Nos últimos anos, a cidade avançou na consolidação de instrumentos fundamentais, como o Conselho Municipal de Políticas Culturais, o Fundo Municipal de Cultura, o Cadastro da Cultura e o processo de construção do Plano Municipal de Cultura. Essas ferramentas não nasceram por acaso: foram fruto de mobilização, escuta e participação social. Hoje, no entanto, são sistematicamente relegadas a segundo plano, esvaziadas em sua função e ignoradas em decisões estratégicas. A atual gestão evidencia, com clareza desconcertante, uma visão limitada e arrogante, que reduz a Cultura a mero entretenimento, desconsiderando seu papel estruturante na formação cidadã e no desenvolvimento social.

Mais grave ainda é assistir à atual manobra política que envolve figuras que, até pouco tempo, ocupavam espaços de representação legítima. O ex-presidente do Conselho Municipal de Políticas Culturais, que utilizou o cargo como trampolim, agora se revela submisso a interesses que nada têm a ver com a Cultura. Sua postura recente escancara aquilo que muitos já suspeitavam: nunca foi sobre política pública, nunca foi sobre o coletivo — sempre foi sobre o próprio umbigo e a velha politicagem.
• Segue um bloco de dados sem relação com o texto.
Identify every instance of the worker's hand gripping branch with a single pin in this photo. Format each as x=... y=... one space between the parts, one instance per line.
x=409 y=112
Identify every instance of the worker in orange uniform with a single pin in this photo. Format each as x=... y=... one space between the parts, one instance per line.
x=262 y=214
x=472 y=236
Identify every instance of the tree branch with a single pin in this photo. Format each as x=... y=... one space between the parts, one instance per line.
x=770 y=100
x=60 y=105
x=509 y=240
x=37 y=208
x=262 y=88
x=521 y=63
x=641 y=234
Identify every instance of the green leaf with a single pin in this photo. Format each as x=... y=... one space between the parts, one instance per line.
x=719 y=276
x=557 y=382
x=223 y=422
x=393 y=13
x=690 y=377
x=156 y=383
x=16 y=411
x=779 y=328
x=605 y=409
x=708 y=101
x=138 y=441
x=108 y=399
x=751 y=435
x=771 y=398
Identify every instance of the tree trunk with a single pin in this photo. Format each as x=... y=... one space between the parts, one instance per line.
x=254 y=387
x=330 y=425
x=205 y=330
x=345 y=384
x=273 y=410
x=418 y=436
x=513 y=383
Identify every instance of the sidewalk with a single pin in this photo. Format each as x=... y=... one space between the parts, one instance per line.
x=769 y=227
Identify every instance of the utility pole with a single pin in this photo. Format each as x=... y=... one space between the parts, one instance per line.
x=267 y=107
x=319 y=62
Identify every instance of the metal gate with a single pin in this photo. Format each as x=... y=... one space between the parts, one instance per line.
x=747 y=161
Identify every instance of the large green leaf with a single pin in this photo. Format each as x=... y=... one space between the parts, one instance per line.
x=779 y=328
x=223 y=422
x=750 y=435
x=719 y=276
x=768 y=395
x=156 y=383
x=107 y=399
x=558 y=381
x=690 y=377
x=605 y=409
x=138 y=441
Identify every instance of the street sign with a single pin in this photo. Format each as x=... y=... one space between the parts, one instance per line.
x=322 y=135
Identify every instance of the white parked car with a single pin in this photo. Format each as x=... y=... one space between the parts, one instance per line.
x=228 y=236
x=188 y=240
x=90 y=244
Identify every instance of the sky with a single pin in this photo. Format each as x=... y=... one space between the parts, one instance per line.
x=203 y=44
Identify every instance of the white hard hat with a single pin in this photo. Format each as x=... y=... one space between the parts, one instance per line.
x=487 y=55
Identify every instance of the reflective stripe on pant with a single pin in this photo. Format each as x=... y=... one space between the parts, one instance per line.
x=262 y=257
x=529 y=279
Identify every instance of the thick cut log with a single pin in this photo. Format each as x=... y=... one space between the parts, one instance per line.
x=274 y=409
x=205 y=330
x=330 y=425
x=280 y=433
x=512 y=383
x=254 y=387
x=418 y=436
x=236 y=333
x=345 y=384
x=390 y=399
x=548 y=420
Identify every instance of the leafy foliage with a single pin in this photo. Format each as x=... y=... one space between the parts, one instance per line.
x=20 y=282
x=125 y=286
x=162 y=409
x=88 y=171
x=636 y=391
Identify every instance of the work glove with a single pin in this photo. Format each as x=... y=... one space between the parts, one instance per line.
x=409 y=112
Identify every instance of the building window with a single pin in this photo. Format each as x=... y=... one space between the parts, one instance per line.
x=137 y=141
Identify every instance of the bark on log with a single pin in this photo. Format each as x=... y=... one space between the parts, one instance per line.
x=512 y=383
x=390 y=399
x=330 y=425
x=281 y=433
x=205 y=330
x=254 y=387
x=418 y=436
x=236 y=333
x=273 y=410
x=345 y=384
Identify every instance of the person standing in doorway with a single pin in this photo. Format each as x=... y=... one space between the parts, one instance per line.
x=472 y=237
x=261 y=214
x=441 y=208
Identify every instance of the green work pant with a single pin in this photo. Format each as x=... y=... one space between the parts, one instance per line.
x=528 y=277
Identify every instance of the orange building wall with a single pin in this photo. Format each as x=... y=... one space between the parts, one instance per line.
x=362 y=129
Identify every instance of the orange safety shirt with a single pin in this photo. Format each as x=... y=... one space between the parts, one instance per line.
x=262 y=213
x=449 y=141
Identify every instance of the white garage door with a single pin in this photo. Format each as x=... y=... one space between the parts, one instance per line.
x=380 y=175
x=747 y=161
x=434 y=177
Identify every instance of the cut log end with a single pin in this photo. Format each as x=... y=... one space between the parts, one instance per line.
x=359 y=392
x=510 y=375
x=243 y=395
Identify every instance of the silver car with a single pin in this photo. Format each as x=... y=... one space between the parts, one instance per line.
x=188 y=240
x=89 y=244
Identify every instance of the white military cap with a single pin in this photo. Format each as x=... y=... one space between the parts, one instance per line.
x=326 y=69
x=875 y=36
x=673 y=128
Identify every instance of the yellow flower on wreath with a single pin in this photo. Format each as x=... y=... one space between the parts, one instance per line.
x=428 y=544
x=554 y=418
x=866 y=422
O episódio expõe, sem disfarces, o escárnio instalado. Um “artista” que se vende, que aceita o “cala-boca”, não trai apenas sua trajetória — trai toda uma classe, trai a confiança de quem acredita na Cultura como direito. Ao se colocar a serviço de acordos obscuros, revela-se não apenas conivente, mas parte ativa de um processo de desmonte.

Colocar a Cultura como instrumento de ascensão política pessoal é escolher um lado — e esse lado está frontalmente oposto aos interesses da população rio-pretense. A Cultura não pode ser moeda de troca, nem palco de vaidades. O que está em jogo é muito maior: é o direito à expressão, à memória, à diversidade e à dignidade.

O silêncio, neste momento, é cumplicidade. É preciso nomear o que está acontecendo: a Cultura de Rio Preto está sendo desrespeitada, desmontada e instrumentalizada. E a história cobrará daqueles que, podendo defender o coletivo, escolheram se vender ao poder.

Jorge Vermelho
Artista, produtor e gestor cultural.